Approved by Human Protections Administrator, Director of OPRS, and Executive IRB Chair
AAHRPP REF#: 176
AAHRPP Elements: I.1.E., I.6.B., III.1.B.


POLICY


  1. The UIC HSPP includes ongoing educational requirements for the research community (i.e., investigators, department heads, faculty, staff and students).  The HSPP education program consists of initial and continuing mandatory training sessions for all individuals who are engaged in the research, including but not limited to, being involved in the conduct, review, or oversight of human subject research as well as a HIPAA research training requirement for all individuals involved in research using PHI.
  2. No individual identified as key research personnel on a project will be allowed to conduct research activities involving human subjects without meeting the HSPP training requirements.
    1. Key research personnel are engaged in the research and include:
      1. Principal investigators;
      2. Co-investigators;
      3. Individuals listed on the grant or contract application;
      4. Individuals listed on a FDA form 1572 (for UIC sites);
      5. Individuals who are named as contact persons in the informed consent documents or recruitment materials for research;
      6. Individuals who provide supervision of the persons who are obtaining informed consent to participate in research;
      7. Individuals who obtain informed consent or authorization; and
      8. Individuals who have access to PHI.
    2. PIs are responsible for the ongoing monitoring of the educational requirements of all research personnel, paying special attention when research personnel are promoted or are given additional responsibilities.  A promotion or broadening of duties may trigger new educational requirements from which personnel were previously exempt. 
    3. Key research personnel are listed on the IRB application and Appendix P and must be reviewed and approved according to their role in the research by the IRB. 
    4. If students or other individuals are not engaged in the research and are not listed in Section II.A above, then they are not required to be listed on the research protocol.  However, the Principal Investigator is responsible to ensure that these individuals receive both adequate training, including human subjects protection training, and oversight in accordance to the roles these individuals perform in the research.

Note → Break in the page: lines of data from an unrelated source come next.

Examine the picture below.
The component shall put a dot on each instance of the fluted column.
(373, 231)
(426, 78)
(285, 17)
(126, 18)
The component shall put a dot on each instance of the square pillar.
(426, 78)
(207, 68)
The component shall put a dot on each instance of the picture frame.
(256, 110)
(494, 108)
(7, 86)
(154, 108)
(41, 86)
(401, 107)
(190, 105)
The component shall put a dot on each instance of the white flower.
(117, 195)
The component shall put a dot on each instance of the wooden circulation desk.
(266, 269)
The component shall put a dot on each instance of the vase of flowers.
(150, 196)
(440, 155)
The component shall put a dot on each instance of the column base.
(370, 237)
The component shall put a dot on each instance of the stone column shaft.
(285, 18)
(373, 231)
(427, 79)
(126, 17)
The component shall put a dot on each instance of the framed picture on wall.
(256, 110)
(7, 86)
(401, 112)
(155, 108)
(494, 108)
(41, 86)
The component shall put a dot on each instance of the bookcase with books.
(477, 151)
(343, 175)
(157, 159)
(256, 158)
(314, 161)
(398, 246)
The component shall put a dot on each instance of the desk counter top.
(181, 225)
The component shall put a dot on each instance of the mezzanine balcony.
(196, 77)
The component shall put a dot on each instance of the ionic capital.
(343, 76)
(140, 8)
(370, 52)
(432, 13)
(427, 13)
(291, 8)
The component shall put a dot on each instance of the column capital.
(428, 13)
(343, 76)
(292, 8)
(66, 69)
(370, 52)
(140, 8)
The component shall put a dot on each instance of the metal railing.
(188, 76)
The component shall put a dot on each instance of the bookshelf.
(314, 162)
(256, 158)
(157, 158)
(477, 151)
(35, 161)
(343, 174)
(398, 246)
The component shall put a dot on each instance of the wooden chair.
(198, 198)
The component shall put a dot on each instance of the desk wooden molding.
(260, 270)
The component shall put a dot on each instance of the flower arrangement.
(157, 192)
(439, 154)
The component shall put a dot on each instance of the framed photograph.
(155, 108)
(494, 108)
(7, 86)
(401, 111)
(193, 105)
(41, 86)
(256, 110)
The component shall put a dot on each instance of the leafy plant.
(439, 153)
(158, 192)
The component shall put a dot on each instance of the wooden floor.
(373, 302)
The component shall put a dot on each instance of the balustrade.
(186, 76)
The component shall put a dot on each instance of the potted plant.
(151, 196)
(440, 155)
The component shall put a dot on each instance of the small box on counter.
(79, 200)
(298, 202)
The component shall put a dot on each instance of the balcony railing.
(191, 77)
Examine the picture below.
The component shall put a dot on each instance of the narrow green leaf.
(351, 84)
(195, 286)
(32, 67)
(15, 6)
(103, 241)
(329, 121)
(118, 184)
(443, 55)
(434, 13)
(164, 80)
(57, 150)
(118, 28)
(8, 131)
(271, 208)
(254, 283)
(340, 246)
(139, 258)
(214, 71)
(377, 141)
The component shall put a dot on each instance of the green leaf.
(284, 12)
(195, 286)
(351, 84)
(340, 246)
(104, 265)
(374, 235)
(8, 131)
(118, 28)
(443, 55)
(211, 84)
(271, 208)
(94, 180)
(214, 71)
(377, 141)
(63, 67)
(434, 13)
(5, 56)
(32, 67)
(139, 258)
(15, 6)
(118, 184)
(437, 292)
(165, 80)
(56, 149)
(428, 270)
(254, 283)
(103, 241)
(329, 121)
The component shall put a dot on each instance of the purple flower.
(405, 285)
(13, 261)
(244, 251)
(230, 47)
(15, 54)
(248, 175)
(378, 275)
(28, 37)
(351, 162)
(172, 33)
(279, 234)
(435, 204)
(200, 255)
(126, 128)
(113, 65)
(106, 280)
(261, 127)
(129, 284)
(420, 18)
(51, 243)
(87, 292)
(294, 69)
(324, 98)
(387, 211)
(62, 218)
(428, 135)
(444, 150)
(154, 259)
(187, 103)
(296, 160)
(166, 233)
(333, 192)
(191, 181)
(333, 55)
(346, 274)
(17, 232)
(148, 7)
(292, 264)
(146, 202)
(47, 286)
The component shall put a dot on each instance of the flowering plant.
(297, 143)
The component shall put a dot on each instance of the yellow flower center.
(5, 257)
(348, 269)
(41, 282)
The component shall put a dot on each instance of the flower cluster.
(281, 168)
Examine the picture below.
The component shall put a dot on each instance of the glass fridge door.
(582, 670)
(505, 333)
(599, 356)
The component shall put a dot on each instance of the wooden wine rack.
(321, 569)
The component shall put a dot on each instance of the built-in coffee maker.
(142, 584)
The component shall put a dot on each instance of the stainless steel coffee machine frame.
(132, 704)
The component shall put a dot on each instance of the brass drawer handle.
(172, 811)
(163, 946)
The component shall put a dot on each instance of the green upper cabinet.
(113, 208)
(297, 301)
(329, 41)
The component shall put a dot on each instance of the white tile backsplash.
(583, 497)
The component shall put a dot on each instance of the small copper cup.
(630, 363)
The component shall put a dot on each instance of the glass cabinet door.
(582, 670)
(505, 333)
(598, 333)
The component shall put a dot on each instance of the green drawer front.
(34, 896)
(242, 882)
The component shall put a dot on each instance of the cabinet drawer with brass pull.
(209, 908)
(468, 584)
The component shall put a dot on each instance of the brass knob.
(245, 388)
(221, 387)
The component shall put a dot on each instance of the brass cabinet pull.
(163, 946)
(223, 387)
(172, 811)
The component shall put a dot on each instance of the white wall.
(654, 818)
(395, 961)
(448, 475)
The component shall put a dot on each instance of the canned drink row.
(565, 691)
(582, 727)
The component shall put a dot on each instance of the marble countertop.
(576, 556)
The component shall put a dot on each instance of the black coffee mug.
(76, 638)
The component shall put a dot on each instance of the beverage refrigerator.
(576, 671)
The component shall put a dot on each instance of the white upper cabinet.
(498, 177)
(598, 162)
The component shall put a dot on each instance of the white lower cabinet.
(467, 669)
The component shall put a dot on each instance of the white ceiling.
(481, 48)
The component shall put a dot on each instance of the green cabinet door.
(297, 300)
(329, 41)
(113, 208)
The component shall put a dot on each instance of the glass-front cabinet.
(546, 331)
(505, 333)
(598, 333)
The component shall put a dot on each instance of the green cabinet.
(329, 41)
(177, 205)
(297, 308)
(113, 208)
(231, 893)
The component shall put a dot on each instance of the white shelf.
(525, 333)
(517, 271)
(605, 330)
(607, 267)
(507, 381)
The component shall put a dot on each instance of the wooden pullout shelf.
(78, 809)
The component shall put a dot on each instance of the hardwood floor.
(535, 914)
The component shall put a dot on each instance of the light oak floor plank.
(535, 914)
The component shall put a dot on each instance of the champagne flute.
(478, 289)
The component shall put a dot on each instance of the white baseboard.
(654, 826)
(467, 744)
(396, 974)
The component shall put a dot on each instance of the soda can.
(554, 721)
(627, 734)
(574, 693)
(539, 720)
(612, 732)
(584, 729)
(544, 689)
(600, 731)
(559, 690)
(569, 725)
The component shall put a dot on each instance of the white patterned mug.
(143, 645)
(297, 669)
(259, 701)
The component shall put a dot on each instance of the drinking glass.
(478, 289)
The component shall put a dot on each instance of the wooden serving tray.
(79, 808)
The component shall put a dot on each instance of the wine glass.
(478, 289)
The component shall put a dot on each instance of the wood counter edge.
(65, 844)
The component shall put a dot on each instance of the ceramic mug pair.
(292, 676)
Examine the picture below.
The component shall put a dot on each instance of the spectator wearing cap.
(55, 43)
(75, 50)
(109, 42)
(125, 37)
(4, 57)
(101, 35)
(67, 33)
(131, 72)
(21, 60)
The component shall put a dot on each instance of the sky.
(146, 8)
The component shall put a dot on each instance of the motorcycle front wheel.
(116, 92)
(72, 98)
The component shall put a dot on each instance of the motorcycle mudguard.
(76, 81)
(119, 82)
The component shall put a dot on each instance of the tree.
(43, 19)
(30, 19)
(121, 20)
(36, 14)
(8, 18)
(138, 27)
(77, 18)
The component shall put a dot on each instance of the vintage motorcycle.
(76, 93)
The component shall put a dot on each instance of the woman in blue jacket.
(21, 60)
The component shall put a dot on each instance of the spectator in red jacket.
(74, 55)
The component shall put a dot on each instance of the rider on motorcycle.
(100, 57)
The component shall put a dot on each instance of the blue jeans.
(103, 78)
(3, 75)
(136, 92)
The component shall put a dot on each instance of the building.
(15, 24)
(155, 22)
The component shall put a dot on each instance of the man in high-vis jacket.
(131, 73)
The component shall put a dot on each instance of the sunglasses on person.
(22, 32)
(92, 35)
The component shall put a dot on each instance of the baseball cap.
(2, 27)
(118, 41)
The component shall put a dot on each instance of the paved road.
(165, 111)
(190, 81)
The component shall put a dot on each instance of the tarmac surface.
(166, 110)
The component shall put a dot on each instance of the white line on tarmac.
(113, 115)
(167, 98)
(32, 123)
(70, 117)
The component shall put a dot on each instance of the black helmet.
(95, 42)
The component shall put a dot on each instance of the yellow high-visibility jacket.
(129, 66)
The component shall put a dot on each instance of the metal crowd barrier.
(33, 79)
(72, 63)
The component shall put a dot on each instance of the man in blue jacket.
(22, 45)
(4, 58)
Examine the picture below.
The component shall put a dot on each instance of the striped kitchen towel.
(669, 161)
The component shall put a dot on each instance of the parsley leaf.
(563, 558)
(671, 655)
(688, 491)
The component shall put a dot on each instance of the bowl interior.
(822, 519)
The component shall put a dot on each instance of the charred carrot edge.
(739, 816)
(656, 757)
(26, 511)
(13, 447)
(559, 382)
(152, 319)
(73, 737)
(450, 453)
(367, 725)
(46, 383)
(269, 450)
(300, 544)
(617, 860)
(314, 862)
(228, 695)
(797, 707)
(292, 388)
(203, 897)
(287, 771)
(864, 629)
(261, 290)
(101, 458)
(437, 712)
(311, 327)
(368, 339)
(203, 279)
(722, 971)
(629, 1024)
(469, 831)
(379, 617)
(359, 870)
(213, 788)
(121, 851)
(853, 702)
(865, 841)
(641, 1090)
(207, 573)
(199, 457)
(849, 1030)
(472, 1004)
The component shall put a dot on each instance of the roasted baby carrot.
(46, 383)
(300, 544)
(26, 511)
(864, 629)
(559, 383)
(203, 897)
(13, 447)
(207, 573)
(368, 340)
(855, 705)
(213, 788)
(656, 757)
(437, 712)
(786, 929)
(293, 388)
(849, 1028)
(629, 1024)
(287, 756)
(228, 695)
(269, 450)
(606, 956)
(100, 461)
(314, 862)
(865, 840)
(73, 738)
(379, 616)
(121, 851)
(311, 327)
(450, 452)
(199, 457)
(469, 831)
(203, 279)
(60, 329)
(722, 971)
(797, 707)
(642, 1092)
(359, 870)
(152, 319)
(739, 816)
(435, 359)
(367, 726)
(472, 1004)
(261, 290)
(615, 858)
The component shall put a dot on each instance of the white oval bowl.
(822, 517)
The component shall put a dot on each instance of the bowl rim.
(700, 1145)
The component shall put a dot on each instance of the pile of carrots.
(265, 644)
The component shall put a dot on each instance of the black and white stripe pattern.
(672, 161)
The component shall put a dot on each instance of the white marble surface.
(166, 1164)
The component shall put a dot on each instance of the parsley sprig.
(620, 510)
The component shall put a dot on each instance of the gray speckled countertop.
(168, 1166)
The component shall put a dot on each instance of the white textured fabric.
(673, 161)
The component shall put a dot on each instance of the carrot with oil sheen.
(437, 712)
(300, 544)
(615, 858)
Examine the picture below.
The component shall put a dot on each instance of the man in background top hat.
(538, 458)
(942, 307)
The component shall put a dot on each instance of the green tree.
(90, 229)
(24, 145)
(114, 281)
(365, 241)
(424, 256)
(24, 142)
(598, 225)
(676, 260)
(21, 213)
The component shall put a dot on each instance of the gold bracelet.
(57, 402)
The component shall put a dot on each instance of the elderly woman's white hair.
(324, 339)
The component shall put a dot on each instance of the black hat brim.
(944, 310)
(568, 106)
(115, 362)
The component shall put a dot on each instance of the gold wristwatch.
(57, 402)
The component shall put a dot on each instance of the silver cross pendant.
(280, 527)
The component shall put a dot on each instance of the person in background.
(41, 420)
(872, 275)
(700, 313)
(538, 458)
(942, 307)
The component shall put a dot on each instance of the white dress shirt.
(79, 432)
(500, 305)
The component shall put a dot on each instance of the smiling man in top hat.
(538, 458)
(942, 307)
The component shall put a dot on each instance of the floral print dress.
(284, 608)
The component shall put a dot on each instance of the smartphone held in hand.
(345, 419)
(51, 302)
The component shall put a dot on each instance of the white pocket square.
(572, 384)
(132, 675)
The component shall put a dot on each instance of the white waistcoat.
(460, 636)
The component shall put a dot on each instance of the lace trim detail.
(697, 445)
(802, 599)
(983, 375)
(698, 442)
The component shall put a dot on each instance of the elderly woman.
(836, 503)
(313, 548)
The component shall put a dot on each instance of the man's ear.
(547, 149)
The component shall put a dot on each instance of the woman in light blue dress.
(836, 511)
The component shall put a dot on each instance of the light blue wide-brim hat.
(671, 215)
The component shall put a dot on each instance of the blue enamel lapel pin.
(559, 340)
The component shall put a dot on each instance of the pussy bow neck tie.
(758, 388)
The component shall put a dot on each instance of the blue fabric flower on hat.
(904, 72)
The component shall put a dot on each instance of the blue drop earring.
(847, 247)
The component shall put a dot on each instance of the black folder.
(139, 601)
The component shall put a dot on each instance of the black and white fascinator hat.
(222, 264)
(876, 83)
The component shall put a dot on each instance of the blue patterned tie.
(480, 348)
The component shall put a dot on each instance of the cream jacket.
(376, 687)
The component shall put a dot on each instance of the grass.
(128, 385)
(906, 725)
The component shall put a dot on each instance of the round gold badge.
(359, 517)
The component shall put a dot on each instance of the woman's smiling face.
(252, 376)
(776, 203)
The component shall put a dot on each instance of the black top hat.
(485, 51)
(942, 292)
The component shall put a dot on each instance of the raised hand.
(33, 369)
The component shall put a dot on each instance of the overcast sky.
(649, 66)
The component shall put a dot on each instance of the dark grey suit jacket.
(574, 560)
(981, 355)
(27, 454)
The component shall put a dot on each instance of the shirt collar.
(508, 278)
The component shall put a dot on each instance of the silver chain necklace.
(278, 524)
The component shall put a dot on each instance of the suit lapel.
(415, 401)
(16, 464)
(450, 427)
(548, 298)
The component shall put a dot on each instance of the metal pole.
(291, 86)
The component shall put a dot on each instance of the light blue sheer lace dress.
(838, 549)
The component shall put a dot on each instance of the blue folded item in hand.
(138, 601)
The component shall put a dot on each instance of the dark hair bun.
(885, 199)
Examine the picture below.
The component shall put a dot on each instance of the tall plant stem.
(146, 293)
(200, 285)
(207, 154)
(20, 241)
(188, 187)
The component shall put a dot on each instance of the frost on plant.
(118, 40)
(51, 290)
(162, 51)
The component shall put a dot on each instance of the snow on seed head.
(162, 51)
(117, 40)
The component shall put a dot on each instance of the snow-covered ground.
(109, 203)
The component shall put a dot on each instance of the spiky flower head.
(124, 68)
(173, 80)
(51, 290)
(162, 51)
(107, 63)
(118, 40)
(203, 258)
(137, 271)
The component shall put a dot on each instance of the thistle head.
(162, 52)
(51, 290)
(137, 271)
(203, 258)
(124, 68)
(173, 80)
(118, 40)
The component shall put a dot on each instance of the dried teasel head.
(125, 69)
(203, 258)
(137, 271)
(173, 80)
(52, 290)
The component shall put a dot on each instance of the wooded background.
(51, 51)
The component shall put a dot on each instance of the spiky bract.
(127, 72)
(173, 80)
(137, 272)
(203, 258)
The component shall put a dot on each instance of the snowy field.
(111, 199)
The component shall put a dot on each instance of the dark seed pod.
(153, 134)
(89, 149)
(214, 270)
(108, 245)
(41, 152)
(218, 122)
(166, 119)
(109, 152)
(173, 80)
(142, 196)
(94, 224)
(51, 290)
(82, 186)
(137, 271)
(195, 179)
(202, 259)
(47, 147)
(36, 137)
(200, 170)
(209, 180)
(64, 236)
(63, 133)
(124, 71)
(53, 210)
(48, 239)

    5. Individuals who are designated as “RiSC Web View Only” must be listed on Appendix P with this designation, but human subjects protection education is not required for these individuals.
    6. Individuals who use research information/data from a study for their own research must be included as key research personnel on the original protocol application or must submit a separate application.
    7. Applications will not be accepted by OPRS for IRB review if a PI or faculty sponsor lacks the required human subject protection training.  Key research personnel will be excluded from participating in the conduct of the research until they have met the training requirements. 
    8. Final approval may be withheld if it is determined that an individual, who has not met the HSPP training requirements, is key to the conduct of the research.
    9. For further information on who is required to take HSPP training, see OPRS Website Education and Training page
  3. Other entities that are components of the UIC HSPP (UIC Medical Center, JBVAMC, College of Medicine, etc.) have their own research training mandates that are separate from those described in this policy and procedure.  UIC OPRS is not responsible for the management or record-keeping for these courses. IV.
  4. The educational program at UIC OPRS also extends to UIC OPRS staff and IRB members.